Mezzogiorno.
Guardo l’orologio. Quello grande
appeso al muro della sala. Appena sotto si apre la porta finestra sul giardino
nella mezza stagione. Quando l’erba non sa ancora se ricominciare a crescere,
il sole se alzarsi un po’ ed entrare finalmente a illuminare il pavimento rosso
bordeaux colpendo la polvere in aria.
“Non sopporto più mia madre” aveva detto una ragazza alla sua amica in metropolitana, ieri sera.
Tra le tante voci questa era entrata nelle mie orecchie. “E’ una rompipalle galattica, mi tratta come se avessi dieci anni”. Infatti ne dimostrava due, tre in più. Sono errori gravi, da matita rossa, per un genitore. La testa reclinata sulla spalla della vicina, lo sguardo fermo nel vuoto tangente il mio. I capelli accarezzati e il naso rosso.Dalla cucina il soffio sommesso
del frigorifero si sta facendo più insistente. Segno che il compressore sta
funzionando ogni giorno un po’ peggio. Chiamare il tecnico forse non vale la
pena. Il frigo ha la sua età. L’obsolescenza programmata serve da una parte a
far girare l’economia, dall’altra ad avvicinare l’estinzione di massa.

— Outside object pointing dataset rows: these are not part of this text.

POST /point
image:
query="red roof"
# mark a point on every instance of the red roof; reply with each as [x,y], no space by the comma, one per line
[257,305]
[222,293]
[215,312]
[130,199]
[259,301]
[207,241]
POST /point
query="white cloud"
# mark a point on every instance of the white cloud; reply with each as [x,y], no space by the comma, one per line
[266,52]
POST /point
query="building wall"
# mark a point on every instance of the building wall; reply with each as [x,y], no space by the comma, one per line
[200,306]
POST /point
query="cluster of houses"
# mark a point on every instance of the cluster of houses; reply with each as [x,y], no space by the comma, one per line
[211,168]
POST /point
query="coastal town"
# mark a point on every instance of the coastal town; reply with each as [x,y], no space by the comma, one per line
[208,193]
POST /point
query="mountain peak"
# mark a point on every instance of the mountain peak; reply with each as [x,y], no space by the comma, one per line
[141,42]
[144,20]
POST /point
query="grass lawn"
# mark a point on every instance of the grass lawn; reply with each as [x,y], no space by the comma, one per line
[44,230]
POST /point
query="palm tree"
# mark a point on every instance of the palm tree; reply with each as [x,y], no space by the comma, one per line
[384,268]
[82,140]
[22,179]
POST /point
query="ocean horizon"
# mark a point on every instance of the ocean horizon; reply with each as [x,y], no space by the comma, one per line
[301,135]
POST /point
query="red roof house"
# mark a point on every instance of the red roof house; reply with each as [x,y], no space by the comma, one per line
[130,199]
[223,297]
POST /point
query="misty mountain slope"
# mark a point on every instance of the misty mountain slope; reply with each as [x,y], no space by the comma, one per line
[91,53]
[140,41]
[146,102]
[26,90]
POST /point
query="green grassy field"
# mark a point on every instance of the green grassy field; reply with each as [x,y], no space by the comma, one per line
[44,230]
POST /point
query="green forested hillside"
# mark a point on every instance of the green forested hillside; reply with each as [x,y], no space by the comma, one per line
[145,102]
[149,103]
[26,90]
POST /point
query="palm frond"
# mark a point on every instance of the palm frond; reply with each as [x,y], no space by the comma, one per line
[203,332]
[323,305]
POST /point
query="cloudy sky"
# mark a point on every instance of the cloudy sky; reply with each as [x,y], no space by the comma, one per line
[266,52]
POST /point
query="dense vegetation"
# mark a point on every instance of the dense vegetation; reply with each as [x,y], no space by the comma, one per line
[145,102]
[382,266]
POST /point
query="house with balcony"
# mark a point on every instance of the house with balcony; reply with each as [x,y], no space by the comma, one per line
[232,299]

E’ un mese che rimando di mettere
a posto gli attrezzi lasciati sul tavolo della cantina, mentre rimonta il
pensiero dell’orario. A che ora torna oggi il figlio? E’ il caso che inizi a
pensare al pranzo?
Il mio braccio destro scende
verso terra parallelo al corpo, la sua linea di discesa viene completata dalla
gamba. Lei mi àncora giù. E’ il suo compito e, fino a oggi, lo sta svolgendo
bene. L’inattività delle braccia è lampante quando sono fermo. Mi sorprende
sempre parecchio.
L’occhio della ragazza aveva un
lacrimone pronto ma indeciso, al punto che quando tutto sembrava ineluttabile,
si era ritratto, sgonfiandosi. Le due anime avevano raggiunto la stazione di
destinazione lasciando i posti a un uomo anziano col nipote.

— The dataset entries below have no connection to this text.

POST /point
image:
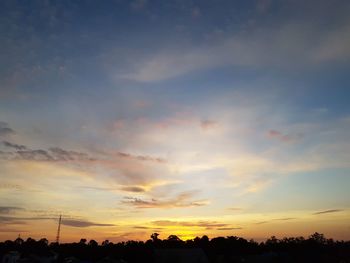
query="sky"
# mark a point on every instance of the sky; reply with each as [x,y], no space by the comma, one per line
[218,118]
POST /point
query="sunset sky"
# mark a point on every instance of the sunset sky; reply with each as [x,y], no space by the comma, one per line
[218,118]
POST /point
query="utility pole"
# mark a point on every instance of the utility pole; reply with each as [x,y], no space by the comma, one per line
[58,230]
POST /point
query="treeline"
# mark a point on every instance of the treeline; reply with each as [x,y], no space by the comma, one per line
[315,248]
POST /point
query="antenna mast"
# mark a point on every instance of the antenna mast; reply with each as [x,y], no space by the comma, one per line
[58,230]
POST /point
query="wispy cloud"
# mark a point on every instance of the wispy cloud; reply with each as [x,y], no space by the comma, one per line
[5,129]
[184,199]
[14,146]
[82,223]
[208,124]
[229,228]
[328,211]
[10,209]
[206,224]
[283,137]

Il vetro della finestra mi porta
fuori tra i vasi di piante addormentate o morte. Qualche timido punto di verde
mi fa sperare nella primavera a venire. Sorrido al pensiero di poterne essere
ancora testimone. I miei genitori sono lontani, inarrivabili. Un tempo potammo
insieme la siepe del giardino immersi in risate e stanchezza, ricordo il profumo
di quei momenti. Era cosa lieta. I ricordi dimenticano la fatica, a volte.
Il pensiero è riposo? No, non
credo. Il pensiero è galoppo di un cavallo indomito, che basta a se stesso.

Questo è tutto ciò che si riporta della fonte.